二本の足で歩いていれば、「自分=身体(足)」のことを忘れて、「今ここ」のまわりの景色や考えていることに夢中になってしまう。
人間の心は、自分を忘れてしまうようにできている。
逆に、けっして自分を見失わない人間は、「今ここ」を見ないで、いつも「未来」の自分を見ている。
認知症の徘徊老人がいる。
彼は、たえず変化してゆく「今ここ」のまわりの景色を眺めることなど忘れて、ひたすら歩くこと(自分=身体)に憑依している。だから、気がついたら自分がどこを歩いているのかわからなくなっている。わからなくてもいいのだ。彼の興味は、歩くこと(自分=身体)それ自体にある。永遠に歩き続ける。
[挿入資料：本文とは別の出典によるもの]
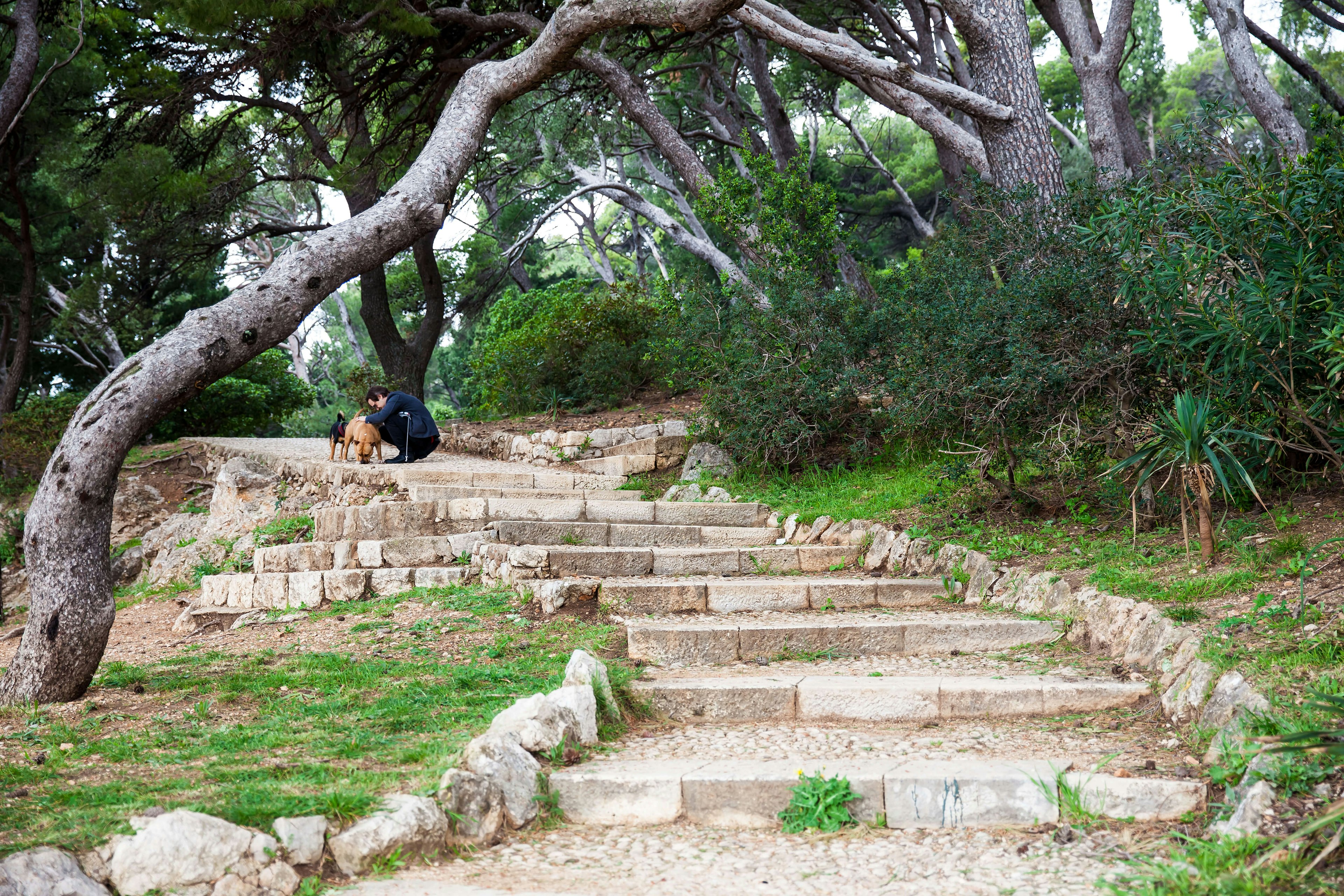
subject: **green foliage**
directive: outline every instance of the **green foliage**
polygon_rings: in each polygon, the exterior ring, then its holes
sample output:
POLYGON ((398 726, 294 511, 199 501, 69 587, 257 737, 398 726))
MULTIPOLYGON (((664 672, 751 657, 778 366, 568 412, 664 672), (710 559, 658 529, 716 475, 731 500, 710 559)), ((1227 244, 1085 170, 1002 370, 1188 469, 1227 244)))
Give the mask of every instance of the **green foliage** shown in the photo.
POLYGON ((491 414, 606 408, 646 383, 663 313, 638 283, 509 290, 476 330, 468 390, 491 414))
POLYGON ((0 420, 0 467, 7 477, 38 480, 83 395, 31 396, 0 420))
POLYGON ((1136 352, 1242 426, 1337 465, 1344 152, 1337 124, 1320 124, 1316 148, 1281 165, 1239 149, 1228 111, 1207 107, 1087 232, 1116 253, 1122 304, 1150 321, 1136 352))
POLYGON ((849 787, 848 778, 827 778, 823 772, 804 775, 798 770, 798 783, 793 786, 789 805, 780 813, 784 833, 801 834, 805 830, 833 832, 852 825, 847 803, 859 794, 849 787))
POLYGON ((313 388, 289 371, 289 356, 271 348, 207 386, 164 418, 155 434, 164 441, 183 435, 258 435, 308 407, 313 398, 313 388))

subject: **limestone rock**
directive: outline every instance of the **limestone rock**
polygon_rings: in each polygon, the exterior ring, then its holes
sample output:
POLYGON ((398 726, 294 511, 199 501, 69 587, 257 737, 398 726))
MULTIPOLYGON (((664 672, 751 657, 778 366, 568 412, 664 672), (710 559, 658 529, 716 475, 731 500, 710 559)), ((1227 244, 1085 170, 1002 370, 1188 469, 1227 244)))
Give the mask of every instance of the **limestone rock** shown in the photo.
POLYGON ((402 857, 434 856, 448 845, 448 817, 429 797, 390 794, 372 815, 327 841, 343 875, 363 875, 401 846, 402 857))
POLYGON ((564 743, 566 737, 578 740, 581 736, 574 711, 551 701, 544 693, 515 700, 512 707, 495 716, 487 733, 511 733, 528 752, 544 752, 564 743))
POLYGON ((108 896, 108 888, 90 879, 70 853, 38 846, 0 862, 0 893, 4 896, 108 896))
POLYGON ((285 857, 292 864, 316 865, 321 861, 323 848, 327 845, 327 818, 323 815, 277 818, 270 826, 285 846, 285 857))
POLYGON ((253 832, 223 818, 179 809, 151 818, 134 837, 117 844, 108 861, 112 884, 122 896, 151 889, 208 884, 226 872, 255 872, 253 832))
POLYGON ((504 793, 504 817, 512 827, 536 818, 536 772, 542 764, 519 746, 516 733, 484 733, 462 751, 468 771, 489 778, 504 793))
POLYGON ((1199 724, 1206 728, 1222 728, 1232 720, 1250 695, 1251 685, 1242 677, 1242 673, 1234 669, 1223 674, 1214 685, 1214 692, 1208 695, 1208 703, 1204 704, 1204 712, 1199 716, 1199 724))
POLYGON ((484 775, 449 768, 438 782, 438 802, 454 844, 491 846, 504 833, 504 791, 484 775))
POLYGON ((570 685, 590 685, 593 695, 602 704, 602 711, 612 719, 621 717, 606 665, 587 650, 575 650, 570 654, 570 661, 564 665, 564 686, 570 685))
POLYGON ((273 889, 285 896, 293 896, 293 892, 298 889, 298 884, 302 879, 298 876, 293 868, 285 862, 271 862, 261 869, 261 875, 257 877, 257 883, 266 889, 273 889))
POLYGON ((685 463, 681 467, 681 481, 694 482, 702 474, 724 478, 732 476, 738 465, 732 457, 712 442, 696 442, 685 454, 685 463))
POLYGON ((1236 803, 1232 817, 1227 821, 1215 821, 1208 829, 1232 840, 1258 834, 1265 822, 1265 811, 1273 805, 1274 787, 1267 780, 1257 780, 1236 803))
POLYGON ((112 580, 116 584, 130 584, 140 578, 145 566, 145 549, 141 545, 126 548, 112 559, 112 580))
POLYGON ((224 875, 215 881, 210 896, 263 896, 261 887, 254 887, 238 875, 224 875))
POLYGON ((597 697, 591 685, 567 685, 546 695, 547 701, 556 708, 574 713, 581 744, 597 743, 597 697))

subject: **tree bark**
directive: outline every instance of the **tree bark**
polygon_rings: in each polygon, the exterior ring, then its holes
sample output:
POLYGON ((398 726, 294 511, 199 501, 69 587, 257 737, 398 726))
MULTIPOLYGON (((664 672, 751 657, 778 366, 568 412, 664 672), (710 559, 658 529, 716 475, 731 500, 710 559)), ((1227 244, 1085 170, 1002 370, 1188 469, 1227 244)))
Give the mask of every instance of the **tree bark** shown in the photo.
POLYGON ((789 161, 798 154, 798 140, 793 133, 793 122, 789 121, 789 110, 784 107, 784 101, 770 78, 770 51, 765 40, 753 38, 742 28, 738 28, 734 36, 738 40, 742 59, 751 73, 757 99, 761 101, 761 117, 765 118, 765 130, 770 136, 770 156, 774 159, 774 169, 782 172, 789 167, 789 161))
POLYGON ((1329 82, 1325 81, 1321 73, 1316 70, 1316 66, 1313 66, 1306 59, 1302 59, 1300 55, 1289 50, 1282 40, 1269 34, 1250 19, 1246 19, 1246 30, 1251 35, 1254 35, 1257 40, 1259 40, 1270 50, 1273 50, 1279 59, 1286 62, 1289 69, 1302 75, 1302 78, 1306 79, 1309 85, 1316 87, 1316 93, 1321 94, 1321 98, 1327 103, 1329 103, 1329 106, 1335 109, 1335 111, 1344 116, 1344 97, 1340 97, 1335 91, 1335 87, 1332 87, 1329 82))
POLYGON ((1306 153, 1310 149, 1306 130, 1293 116, 1288 101, 1270 86, 1265 70, 1259 67, 1255 47, 1251 46, 1250 34, 1246 31, 1246 15, 1242 12, 1241 0, 1204 0, 1204 8, 1218 28, 1227 67, 1255 121, 1278 141, 1285 154, 1306 153))
POLYGON ((4 85, 0 85, 0 136, 8 134, 15 118, 23 109, 32 89, 32 77, 38 73, 38 58, 42 55, 42 42, 38 35, 38 0, 16 0, 13 4, 13 55, 9 56, 9 71, 4 85))
MULTIPOLYGON (((1125 161, 1125 145, 1116 120, 1113 90, 1133 13, 1134 0, 1113 0, 1106 34, 1098 40, 1093 35, 1093 23, 1083 12, 1082 1, 1059 0, 1059 15, 1071 48, 1068 60, 1078 75, 1083 95, 1087 148, 1091 150, 1101 183, 1124 180, 1133 173, 1125 161)), ((1125 114, 1129 114, 1128 107, 1125 114)))
POLYGON ((434 234, 499 107, 558 73, 590 36, 626 26, 695 31, 735 1, 564 3, 531 47, 466 70, 425 148, 382 200, 297 244, 222 302, 191 312, 95 387, 28 508, 31 610, 0 680, 0 703, 75 700, 93 681, 116 613, 108 548, 117 474, 155 423, 282 341, 341 283, 434 234))
POLYGON ((995 184, 1001 189, 1032 184, 1042 199, 1059 196, 1064 175, 1050 140, 1023 0, 948 0, 945 5, 970 51, 976 90, 1013 110, 1009 121, 978 122, 995 184))

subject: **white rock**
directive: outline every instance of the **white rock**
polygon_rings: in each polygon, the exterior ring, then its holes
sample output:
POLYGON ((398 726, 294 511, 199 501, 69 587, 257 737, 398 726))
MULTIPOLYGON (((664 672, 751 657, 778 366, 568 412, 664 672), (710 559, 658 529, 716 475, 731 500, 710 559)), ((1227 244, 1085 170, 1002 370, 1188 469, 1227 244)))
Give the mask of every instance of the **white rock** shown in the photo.
POLYGON ((215 881, 211 896, 262 896, 261 887, 254 887, 238 875, 224 875, 215 881))
POLYGON ((484 775, 449 768, 438 782, 438 802, 454 844, 491 846, 504 833, 504 791, 484 775))
POLYGON ((353 877, 398 846, 403 858, 439 853, 448 845, 448 817, 429 797, 390 794, 382 809, 332 837, 328 845, 341 873, 353 877))
POLYGON ((1265 821, 1265 810, 1273 805, 1274 787, 1267 780, 1257 780, 1236 803, 1232 817, 1227 821, 1215 821, 1208 829, 1232 840, 1257 834, 1265 821))
POLYGON ((321 861, 327 845, 327 818, 323 815, 301 815, 298 818, 277 818, 271 827, 285 846, 285 857, 294 865, 316 865, 321 861))
POLYGON ((0 862, 0 893, 108 896, 108 888, 85 875, 74 856, 50 846, 38 846, 15 853, 0 862))
POLYGON ((579 720, 567 707, 552 703, 544 693, 519 697, 504 709, 487 733, 512 733, 528 752, 544 752, 562 743, 566 736, 579 739, 579 720))
POLYGON ((462 751, 462 766, 484 775, 504 793, 504 813, 509 826, 521 827, 536 818, 536 772, 542 764, 523 750, 515 733, 485 733, 462 751))
POLYGON ((597 743, 597 697, 591 685, 569 685, 546 695, 551 705, 569 709, 578 723, 578 742, 597 743))
POLYGON ((612 693, 612 680, 606 674, 606 665, 587 650, 575 650, 570 654, 570 661, 564 665, 564 686, 569 685, 591 685, 594 696, 602 704, 602 711, 612 719, 621 716, 616 695, 612 693))
POLYGON ((292 896, 293 892, 298 889, 298 884, 302 883, 302 879, 300 879, 297 870, 285 862, 271 862, 270 865, 266 865, 266 868, 261 869, 257 883, 266 889, 274 889, 285 896, 292 896))
POLYGON ((253 832, 246 827, 179 809, 151 819, 134 837, 117 844, 108 870, 122 896, 208 884, 228 870, 255 872, 251 842, 253 832))

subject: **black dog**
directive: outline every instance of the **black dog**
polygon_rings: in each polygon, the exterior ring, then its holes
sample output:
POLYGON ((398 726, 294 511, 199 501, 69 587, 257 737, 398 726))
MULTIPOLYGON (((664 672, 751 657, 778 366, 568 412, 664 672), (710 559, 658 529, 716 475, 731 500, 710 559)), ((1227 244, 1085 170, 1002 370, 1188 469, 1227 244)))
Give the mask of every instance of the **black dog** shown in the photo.
POLYGON ((344 411, 336 411, 336 422, 332 423, 331 431, 327 434, 327 439, 332 445, 329 461, 336 459, 336 446, 345 439, 345 414, 344 411))

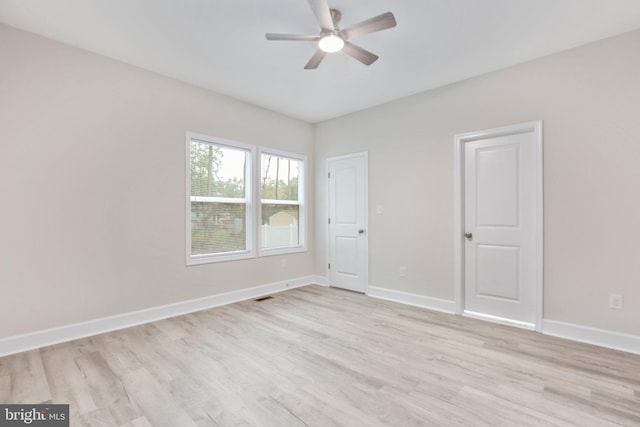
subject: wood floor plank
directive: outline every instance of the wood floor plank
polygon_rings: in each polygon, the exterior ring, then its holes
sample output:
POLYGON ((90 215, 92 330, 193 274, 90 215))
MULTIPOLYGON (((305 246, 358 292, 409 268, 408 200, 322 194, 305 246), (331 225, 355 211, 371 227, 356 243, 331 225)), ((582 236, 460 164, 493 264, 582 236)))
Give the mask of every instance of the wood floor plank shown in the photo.
POLYGON ((0 358, 74 426, 640 426, 640 356, 307 286, 0 358))

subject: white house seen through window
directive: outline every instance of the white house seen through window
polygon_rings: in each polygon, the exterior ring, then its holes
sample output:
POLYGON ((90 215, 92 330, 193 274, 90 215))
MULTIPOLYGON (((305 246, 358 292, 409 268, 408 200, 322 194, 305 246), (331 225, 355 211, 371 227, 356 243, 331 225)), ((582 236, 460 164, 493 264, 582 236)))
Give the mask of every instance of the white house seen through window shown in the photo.
POLYGON ((299 247, 303 224, 302 159, 263 152, 260 157, 260 248, 299 247))
POLYGON ((189 154, 191 259, 250 253, 251 151, 192 138, 189 154))
POLYGON ((256 151, 187 133, 187 264, 304 250, 305 157, 256 151))

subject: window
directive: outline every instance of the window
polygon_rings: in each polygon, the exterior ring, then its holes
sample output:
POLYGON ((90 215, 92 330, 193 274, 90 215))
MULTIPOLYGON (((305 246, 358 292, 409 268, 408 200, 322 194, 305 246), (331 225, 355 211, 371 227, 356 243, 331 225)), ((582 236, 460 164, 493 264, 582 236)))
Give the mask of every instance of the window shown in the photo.
POLYGON ((264 149, 254 161, 252 145, 186 142, 187 265, 305 250, 304 156, 264 149))
POLYGON ((304 157, 260 156, 260 250, 300 250, 304 244, 304 157))
POLYGON ((252 256, 251 147, 187 140, 187 264, 252 256))

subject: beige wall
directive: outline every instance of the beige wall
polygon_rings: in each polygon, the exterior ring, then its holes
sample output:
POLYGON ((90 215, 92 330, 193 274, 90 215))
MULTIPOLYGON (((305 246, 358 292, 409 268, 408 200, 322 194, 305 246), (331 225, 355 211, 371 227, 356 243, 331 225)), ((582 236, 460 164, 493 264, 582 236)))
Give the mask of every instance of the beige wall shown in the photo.
POLYGON ((638 46, 635 31, 318 124, 318 272, 325 159, 368 150, 369 284, 453 300, 453 137, 542 119, 544 317, 640 334, 638 46))
POLYGON ((453 136, 536 119, 545 318, 640 334, 637 46, 632 32, 311 126, 0 25, 0 338, 324 274, 325 160, 363 150, 370 285, 453 299, 453 136), (187 130, 308 155, 310 251, 185 267, 187 130))
POLYGON ((314 273, 185 267, 187 130, 312 160, 307 123, 0 25, 0 338, 314 273))

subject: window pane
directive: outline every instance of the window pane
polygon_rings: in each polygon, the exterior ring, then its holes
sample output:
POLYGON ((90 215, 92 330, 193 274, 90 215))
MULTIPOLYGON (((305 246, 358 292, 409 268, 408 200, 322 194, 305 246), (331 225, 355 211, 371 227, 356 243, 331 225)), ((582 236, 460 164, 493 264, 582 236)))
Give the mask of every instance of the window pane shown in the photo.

近ごろは、歩くことは脳のはたらきを良くする、などといって、ただ歩くことそれ自体を目的化してしまう風潮があるが、それはちょっと違う。
人間にとっての二本の足で立って歩くことは、歩いていることを忘れてしまう行為である。
歩くことそれ自体が目的化すれば、かえって脳のはたらきが鈍くなって徘徊老人になってしまう。
二本の足で立って歩くことは、この世界の実在感をありありと感じることであり、そのようなかたちで自分を見失ってしまうことである。
自分を見失ってしまうことが人間性の基礎であり、それによって脳が生き生きとはたらく。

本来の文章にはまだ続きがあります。